There's a movie I LOVE about the later life of C.S. Lewis called "Shadowlands." In this film, C. S. Lewis' character had an awesome line. "I pray because I can't help myself. I pray because I'm helpless. I pray because the need flows out of me all the time, waking and sleeping. It doesn't change God; it changes me."
When we pray, we're not changing God's mind. We're asking Him to conform our minds and hearts to Him. I've learned this through a situation where some of my friends had a seriously ill child--the child almost died on more than one occasion. I prayed for them, for their child, knowing that the Lord might choose for this child to die. The knowledge that this child might die was not enough to make me want to stop praying. On the contrary, it made me pray all the harder. I knew that the only way my friends could make it through this difficult time in their lives was with God's grace. I knew that the best thing I could do for them was to keep praying that they would have strength to endure whatever happened, trusting God--all the while asking for healing for the child. Did my prayer heal the child? No. God did. But the amazing thing about the prayer was that I had this remarkable opportunity to walk through my friends' pain with them in a supernatural way. I had the opportunity to come alongside God in the work He was doing.
Prayer is amazing.
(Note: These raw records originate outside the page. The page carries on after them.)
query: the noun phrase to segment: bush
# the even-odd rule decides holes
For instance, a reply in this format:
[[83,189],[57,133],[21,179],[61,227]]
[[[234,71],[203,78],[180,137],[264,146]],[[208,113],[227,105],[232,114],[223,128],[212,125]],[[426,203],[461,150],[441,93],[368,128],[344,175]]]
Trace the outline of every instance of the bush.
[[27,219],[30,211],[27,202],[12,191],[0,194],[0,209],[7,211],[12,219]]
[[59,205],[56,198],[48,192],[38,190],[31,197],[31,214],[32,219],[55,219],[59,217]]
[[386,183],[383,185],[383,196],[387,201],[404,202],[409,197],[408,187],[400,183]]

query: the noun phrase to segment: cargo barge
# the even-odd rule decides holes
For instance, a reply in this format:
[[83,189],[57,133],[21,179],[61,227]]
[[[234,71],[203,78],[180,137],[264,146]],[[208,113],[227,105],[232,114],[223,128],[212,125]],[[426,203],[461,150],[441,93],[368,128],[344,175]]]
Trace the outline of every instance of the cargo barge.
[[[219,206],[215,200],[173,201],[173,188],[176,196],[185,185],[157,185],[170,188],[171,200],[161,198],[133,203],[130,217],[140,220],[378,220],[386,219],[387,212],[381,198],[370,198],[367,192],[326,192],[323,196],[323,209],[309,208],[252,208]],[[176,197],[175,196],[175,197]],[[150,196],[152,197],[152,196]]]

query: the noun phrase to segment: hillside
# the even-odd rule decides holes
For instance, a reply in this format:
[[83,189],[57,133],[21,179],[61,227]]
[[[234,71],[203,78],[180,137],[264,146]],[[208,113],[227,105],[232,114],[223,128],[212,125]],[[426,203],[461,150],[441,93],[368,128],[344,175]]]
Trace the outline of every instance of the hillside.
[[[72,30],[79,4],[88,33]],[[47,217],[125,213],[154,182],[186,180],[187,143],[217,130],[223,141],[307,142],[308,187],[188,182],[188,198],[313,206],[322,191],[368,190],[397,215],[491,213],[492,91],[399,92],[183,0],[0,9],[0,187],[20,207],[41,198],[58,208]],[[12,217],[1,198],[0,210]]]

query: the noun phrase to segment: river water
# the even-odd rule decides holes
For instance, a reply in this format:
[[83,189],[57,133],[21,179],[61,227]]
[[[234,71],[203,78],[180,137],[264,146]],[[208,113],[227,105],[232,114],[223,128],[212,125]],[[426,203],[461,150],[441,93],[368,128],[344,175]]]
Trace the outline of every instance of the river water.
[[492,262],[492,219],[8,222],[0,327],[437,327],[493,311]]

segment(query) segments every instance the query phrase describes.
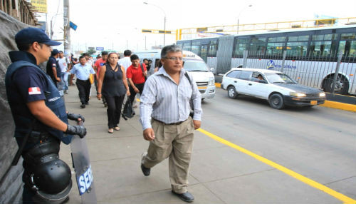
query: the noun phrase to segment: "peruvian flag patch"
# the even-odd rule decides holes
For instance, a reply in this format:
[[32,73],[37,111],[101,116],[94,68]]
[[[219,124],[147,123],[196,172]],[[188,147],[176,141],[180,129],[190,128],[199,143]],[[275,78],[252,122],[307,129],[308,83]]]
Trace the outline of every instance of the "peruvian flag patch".
[[30,87],[28,88],[28,94],[29,95],[41,94],[41,89],[39,87]]

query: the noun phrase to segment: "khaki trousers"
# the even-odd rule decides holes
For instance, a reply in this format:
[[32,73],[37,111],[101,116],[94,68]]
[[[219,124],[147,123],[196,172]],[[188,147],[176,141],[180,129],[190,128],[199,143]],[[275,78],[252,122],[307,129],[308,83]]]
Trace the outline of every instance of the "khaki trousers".
[[193,149],[193,120],[189,117],[179,125],[166,125],[152,120],[152,126],[155,139],[150,142],[147,154],[142,158],[143,165],[150,168],[169,157],[172,189],[177,193],[186,193]]

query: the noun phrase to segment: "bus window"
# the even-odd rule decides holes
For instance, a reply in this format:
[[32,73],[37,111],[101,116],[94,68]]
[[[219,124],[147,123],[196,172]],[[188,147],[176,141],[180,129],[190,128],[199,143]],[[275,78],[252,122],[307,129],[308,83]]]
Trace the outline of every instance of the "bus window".
[[188,43],[184,43],[183,44],[183,48],[182,49],[184,51],[190,51],[191,49],[190,49],[190,42],[188,42]]
[[300,57],[307,56],[308,42],[287,43],[287,56]]
[[267,55],[270,56],[281,56],[284,43],[268,43],[267,44]]
[[268,38],[268,43],[285,42],[286,37]]
[[356,56],[356,34],[342,34],[339,44],[339,51],[343,51],[344,57]]
[[242,57],[244,56],[244,51],[248,49],[248,39],[239,39],[236,41],[235,51],[234,51],[234,56]]
[[266,54],[267,38],[253,38],[251,39],[249,53],[253,57],[261,57]]
[[216,51],[218,51],[217,40],[211,41],[210,46],[209,46],[209,56],[216,56]]
[[335,56],[335,41],[325,39],[336,39],[336,34],[313,35],[310,48],[310,55],[313,57]]
[[200,50],[200,41],[193,41],[192,44],[192,52],[194,53],[199,55]]
[[295,41],[308,41],[309,36],[289,36],[288,42]]

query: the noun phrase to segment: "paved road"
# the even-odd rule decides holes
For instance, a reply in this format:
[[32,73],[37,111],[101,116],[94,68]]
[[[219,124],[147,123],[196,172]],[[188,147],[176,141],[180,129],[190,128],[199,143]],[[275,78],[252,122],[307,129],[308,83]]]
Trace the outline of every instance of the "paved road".
[[[183,203],[170,193],[167,160],[152,168],[150,176],[142,175],[140,154],[148,143],[142,138],[138,117],[122,120],[121,130],[110,135],[102,103],[93,99],[80,109],[78,91],[70,88],[67,108],[86,117],[98,201]],[[194,203],[343,203],[343,195],[356,199],[355,113],[323,107],[278,111],[261,100],[230,99],[219,88],[202,106],[203,130],[268,160],[197,131],[189,187]],[[70,163],[69,147],[61,148],[61,158]],[[272,162],[341,194],[330,195],[300,180],[305,178],[295,178],[271,166]],[[79,203],[77,194],[74,188],[70,203]]]

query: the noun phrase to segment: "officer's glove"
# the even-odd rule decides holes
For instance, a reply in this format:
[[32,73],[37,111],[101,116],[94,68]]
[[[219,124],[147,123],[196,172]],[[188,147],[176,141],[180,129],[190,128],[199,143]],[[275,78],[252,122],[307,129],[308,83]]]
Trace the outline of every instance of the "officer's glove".
[[67,130],[65,133],[68,135],[78,135],[80,138],[83,138],[87,134],[87,129],[82,126],[67,125]]
[[82,121],[83,123],[84,123],[84,121],[85,121],[85,118],[84,118],[84,117],[80,114],[74,114],[74,113],[68,113],[67,118],[69,120],[75,121],[78,121],[78,119],[80,118],[80,119],[82,119]]

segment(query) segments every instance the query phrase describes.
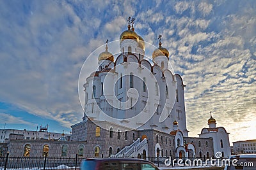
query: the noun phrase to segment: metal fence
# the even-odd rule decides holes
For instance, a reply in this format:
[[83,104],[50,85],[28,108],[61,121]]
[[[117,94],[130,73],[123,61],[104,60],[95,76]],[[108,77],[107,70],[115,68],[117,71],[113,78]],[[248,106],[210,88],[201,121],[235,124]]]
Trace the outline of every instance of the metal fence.
[[[136,157],[132,157],[136,158]],[[7,153],[5,157],[0,157],[0,170],[46,170],[46,169],[79,169],[79,166],[83,159],[86,157],[80,157],[76,155],[76,157],[9,157]],[[107,158],[106,158],[107,159]],[[209,164],[211,162],[207,160],[207,158],[196,157],[147,157],[144,159],[150,160],[157,166],[165,166],[166,164],[169,164],[168,166],[177,166],[177,162],[180,160],[180,164],[185,164],[185,160],[189,159],[193,161],[195,159],[202,160],[204,164]],[[168,161],[166,160],[168,159]],[[218,160],[221,161],[224,158]]]

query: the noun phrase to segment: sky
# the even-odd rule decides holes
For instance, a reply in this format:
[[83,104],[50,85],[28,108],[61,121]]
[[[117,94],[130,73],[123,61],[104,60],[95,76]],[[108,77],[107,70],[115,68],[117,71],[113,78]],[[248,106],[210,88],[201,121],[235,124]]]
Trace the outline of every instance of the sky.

It connects us with the poor widow down the street who is barely making ends meet. It connects us with the best friend who is suffering through rejection and heartache. It connects us with the missionaries and soldiers halfway across the world. Through God's gift of prayer, we're able to walk alongside those who are both far and near. It doesn't change God; it changes us. It unites us with others. It conforms our hearts and minds to God. When bad things happen, our prayer is a connection to the Lord that helps us see His will and trust His heart. When the good things happen, prayer enables us rejoice with one another and praise God for His blessing. It allows us to praise God simply because He is praiseworthy. Prayer amazes me.
And so...
My Prayer, TAKE TWO!: "Dear Lord, I have a project in mind, but I don't know if it's Your timing for me to start working on it. You know everything that's going on. So lead me to make the decision You would have me to make, and help me trust You through every step of this amazing journey. I'm going to go ahead and start writing because it's here in my hands to do, but if this isn't Your will and Your timing, then convict me of that. Let everything I write and everything I do be beneficial to others and glorifying to You."
I invite you all to come alongside me and alongside God in the work that He's doing through me and my writing. Thanks in advance for your prayers. I don't know what He's doing right now, but He's always doing something.